To you has been given the secret of the kingdom of God,
but for those outside, everything comes in parables;  in order that

[referencing Deut. 29:4, Jer. 5:21, and Ezek. 12:2 here] ‘they may indeed look, but not perceive, and may indeed listen, but not understand; so that they may not turn again and be forgiven.” (Mark 4:11-12)

One of the greatest lies of Satan is to convince non-believers that believer in the gospel lies in blissful ignorance. Our culture, music and otherwise, increasingly reflects that trend. Worship is for the simple folks, those who need a “crutch” because they have not yet come to the (cold) light of how things actually are. Be patient with people who believe this. Be kind to them, continually showing (by your words and actions) the same gospel of Jesus Christ which transformed your life.
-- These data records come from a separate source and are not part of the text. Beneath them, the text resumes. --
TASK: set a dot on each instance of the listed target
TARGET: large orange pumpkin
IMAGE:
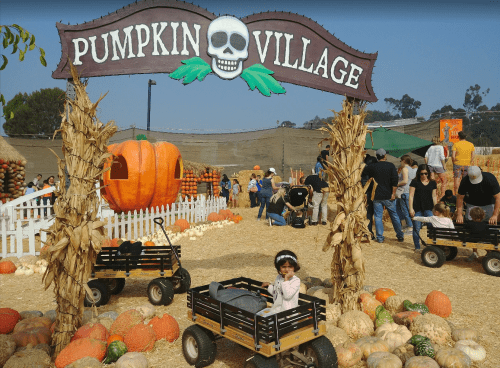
(142, 175)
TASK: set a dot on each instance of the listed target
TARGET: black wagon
(161, 263)
(444, 243)
(292, 338)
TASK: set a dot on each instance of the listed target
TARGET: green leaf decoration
(4, 64)
(259, 76)
(194, 68)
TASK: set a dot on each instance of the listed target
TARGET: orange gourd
(114, 338)
(81, 348)
(382, 294)
(142, 175)
(7, 267)
(8, 320)
(165, 327)
(182, 223)
(139, 338)
(438, 303)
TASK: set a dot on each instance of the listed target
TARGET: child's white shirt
(443, 222)
(285, 293)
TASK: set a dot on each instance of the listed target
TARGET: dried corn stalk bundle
(347, 147)
(76, 236)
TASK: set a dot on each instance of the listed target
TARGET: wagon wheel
(450, 252)
(321, 353)
(99, 292)
(491, 263)
(160, 291)
(258, 361)
(181, 281)
(433, 257)
(115, 286)
(198, 346)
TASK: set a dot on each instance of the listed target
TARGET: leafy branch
(194, 68)
(259, 76)
(17, 37)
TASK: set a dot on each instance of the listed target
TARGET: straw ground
(248, 249)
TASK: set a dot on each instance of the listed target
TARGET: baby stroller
(297, 196)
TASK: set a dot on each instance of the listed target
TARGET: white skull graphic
(228, 39)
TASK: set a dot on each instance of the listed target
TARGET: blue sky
(431, 50)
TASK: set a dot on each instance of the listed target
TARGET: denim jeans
(417, 225)
(264, 202)
(278, 220)
(378, 208)
(403, 208)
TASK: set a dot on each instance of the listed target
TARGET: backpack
(243, 299)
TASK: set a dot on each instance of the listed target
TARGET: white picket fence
(23, 218)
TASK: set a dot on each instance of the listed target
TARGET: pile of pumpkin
(189, 184)
(391, 331)
(23, 267)
(108, 338)
(12, 179)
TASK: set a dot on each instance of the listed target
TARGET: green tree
(16, 37)
(375, 115)
(35, 115)
(474, 98)
(407, 106)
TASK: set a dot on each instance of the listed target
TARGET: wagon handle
(159, 221)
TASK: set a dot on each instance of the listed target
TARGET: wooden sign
(165, 36)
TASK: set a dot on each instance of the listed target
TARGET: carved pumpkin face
(142, 175)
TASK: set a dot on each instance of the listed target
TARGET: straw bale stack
(349, 228)
(76, 236)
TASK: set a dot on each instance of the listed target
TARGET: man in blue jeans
(386, 176)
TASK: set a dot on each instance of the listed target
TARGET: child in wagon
(285, 289)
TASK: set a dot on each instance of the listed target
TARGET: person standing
(435, 158)
(462, 156)
(386, 176)
(225, 185)
(266, 192)
(252, 190)
(319, 198)
(402, 203)
(483, 191)
(422, 200)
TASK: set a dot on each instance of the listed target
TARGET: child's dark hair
(286, 256)
(477, 214)
(442, 209)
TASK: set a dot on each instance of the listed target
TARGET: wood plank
(287, 342)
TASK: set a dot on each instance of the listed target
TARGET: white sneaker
(472, 257)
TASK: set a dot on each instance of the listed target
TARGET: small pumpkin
(81, 348)
(381, 294)
(140, 337)
(382, 316)
(452, 358)
(114, 351)
(421, 362)
(369, 304)
(370, 344)
(438, 303)
(415, 307)
(8, 320)
(393, 334)
(381, 359)
(165, 327)
(7, 267)
(182, 223)
(348, 354)
(475, 351)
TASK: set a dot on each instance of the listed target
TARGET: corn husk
(76, 236)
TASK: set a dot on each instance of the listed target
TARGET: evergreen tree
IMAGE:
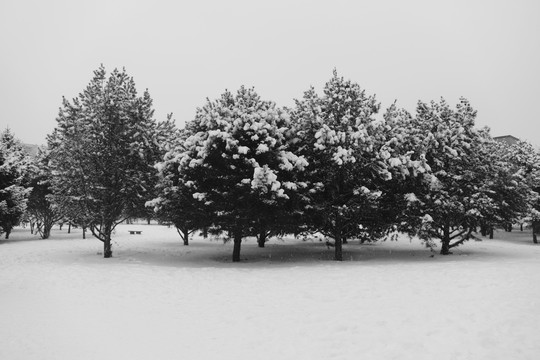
(14, 167)
(236, 163)
(465, 186)
(42, 209)
(102, 152)
(350, 161)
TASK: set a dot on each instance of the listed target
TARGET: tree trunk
(261, 239)
(237, 244)
(483, 230)
(46, 231)
(445, 248)
(107, 248)
(186, 237)
(338, 249)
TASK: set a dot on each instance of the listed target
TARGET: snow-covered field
(157, 299)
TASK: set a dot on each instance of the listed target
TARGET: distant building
(509, 139)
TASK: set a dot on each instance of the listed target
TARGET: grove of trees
(333, 164)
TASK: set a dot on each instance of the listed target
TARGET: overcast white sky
(185, 51)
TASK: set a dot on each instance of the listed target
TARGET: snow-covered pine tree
(236, 162)
(345, 146)
(455, 197)
(42, 209)
(14, 190)
(103, 150)
(174, 202)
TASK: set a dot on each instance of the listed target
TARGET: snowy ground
(157, 299)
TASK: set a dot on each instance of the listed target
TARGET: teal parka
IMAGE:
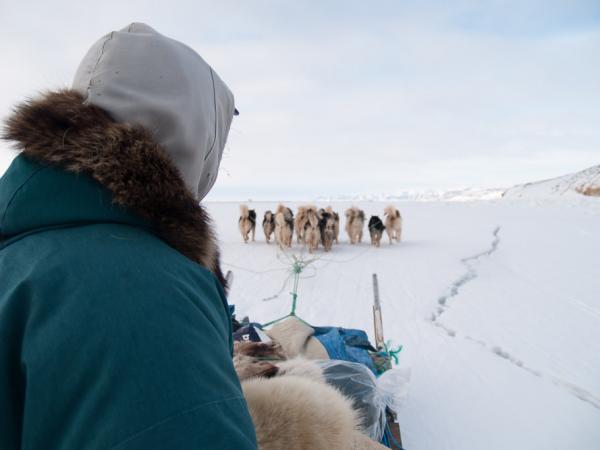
(114, 326)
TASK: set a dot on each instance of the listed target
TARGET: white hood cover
(140, 76)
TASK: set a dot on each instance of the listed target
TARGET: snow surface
(571, 185)
(497, 305)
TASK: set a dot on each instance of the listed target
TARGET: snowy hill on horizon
(495, 304)
(427, 195)
(585, 182)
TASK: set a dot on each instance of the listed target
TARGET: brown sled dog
(336, 219)
(376, 230)
(355, 220)
(268, 225)
(247, 222)
(327, 226)
(312, 233)
(393, 223)
(299, 223)
(284, 226)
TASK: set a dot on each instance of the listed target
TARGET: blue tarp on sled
(346, 344)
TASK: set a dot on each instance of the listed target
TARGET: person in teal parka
(114, 325)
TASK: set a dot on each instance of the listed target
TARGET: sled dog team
(319, 226)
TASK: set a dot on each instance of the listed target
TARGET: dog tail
(391, 211)
(312, 216)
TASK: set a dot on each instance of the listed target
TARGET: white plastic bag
(370, 395)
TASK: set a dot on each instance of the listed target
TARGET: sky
(349, 97)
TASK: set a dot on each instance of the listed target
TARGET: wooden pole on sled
(378, 323)
(391, 418)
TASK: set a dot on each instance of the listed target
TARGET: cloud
(339, 96)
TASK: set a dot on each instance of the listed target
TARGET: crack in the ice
(571, 388)
(470, 275)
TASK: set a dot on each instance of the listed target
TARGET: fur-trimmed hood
(60, 130)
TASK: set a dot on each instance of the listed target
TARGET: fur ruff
(60, 129)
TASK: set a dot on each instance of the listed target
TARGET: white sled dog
(355, 221)
(284, 226)
(393, 223)
(247, 222)
(268, 225)
(312, 232)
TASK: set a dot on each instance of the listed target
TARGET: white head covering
(140, 76)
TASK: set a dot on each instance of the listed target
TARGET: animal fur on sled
(393, 223)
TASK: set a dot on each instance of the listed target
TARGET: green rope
(297, 267)
(393, 353)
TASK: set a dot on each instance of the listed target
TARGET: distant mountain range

Don’t get discouraged when they try to caricature you as blissfully ignorant. Even Pontius Pilate wondered “What is truth?”.  With moral relativism saturating the contemporary culture, the sands of truth are ever-shifting… and therefore, it is all the more important to cling to the Rock that doesn’t shift.

As one song writer put it, “I’d rather walk in the dark with Jesus, than to walk in the light of my own”. Cling to the Rock, regardless of what accusations (“arrows” in Ephesians 6:16) come your way. Rest with eternal joy that you have a personal relationship with THE life… THE way… and THE truth… Jesus Christ.